Born in Glenridge, N.J., in 1939, Mr. Wakeman spent his youth "rambling through the woods and meadows of his family home in Sparta," his wife, Patricia McNeil Wakeman, said. "As a child with learning disabilities, his greatest love was connecting with the wildlife he found there and he ultimately grew into a man who became a living encyclopedia of the natural world."

He received a bachelor's degree in biology from Colgate University and a master's in botany from Indiana University. He joined the Peace Corps and went to Africa, where he taught biology, researched native animals and established a small zoo in Uganda.
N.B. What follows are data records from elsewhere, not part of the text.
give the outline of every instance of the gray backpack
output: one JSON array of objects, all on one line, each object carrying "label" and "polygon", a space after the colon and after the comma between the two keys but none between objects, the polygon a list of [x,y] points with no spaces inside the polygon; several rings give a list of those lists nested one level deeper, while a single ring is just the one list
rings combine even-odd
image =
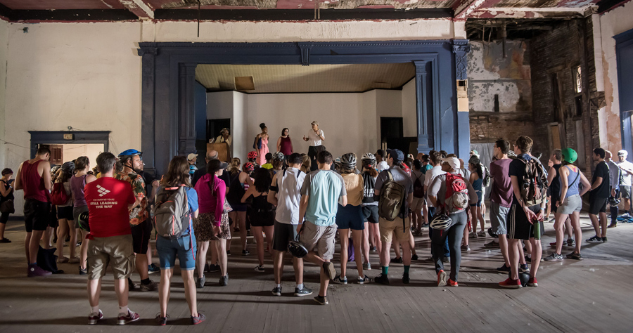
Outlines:
[{"label": "gray backpack", "polygon": [[155,202],[154,226],[159,236],[176,239],[187,233],[191,224],[191,211],[184,185],[161,186],[156,193]]}]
After his return, he worked as scientific curator at the Oklahoma City Zoo. He became a zoologist at the Cincinnati Zoo in February 1968. That fall he was selected by the National Science Foundation to join a group of 250 scientists to conduct research at the South Pole. His mission was to hand-pick penguins and bring them back to Cincinnati. He was dropped by helicopter into the penguins' nesting area.

He planted a Cincinnati Zoo flag at the South Pole.

Mr. Wakeman conducted weekly summer programs for young people and was apt to deliver lectures with a snake around his shoulders or a hawk perched on his arm.

The year he arrived at the Cincinnati Zoo, he established the Junior Zoologists Club, an educational program for 12- to 16-year-olds, which was copied by zoos around the world.

Mr. Wakeman was appointed director of education and public relations director for the zoo in 1974.

He designed zoo exhibits and interpretive and interactive signs, trained volunteers, lectured and led animal collecting expeditions and trips around the world.

After he retired from the zoo in the mid-1990s, Mr. Wakeman became director of the Nature Academy, for which he helped to create "Windows to the Wild," an education program for Greater Cincinnati elementary schools.

He also worked with the Highlands Nature Sanctuary inHighlands County.

In addition to his wife, survivors include two sons, Barry N. Wakeman Jr. and Robert David Hunter Wakeman, both of Santa Fe, N.M.; two daughters, Amy Arin Wakeman of Northside and Elisabeth Brooke Wakeman of Columbia Tusculum; stepchildren, Scott Lothmann of Terrace Park and Sarah Lothmann of Cincinnati; and four grandchildren.

A memorial service is 1 p.m. Fridayat Spring Grove Cemetery.

Memorials: Highland Nature Sanctuary, 7629 Cave Road, Bainbridge, OH 45612.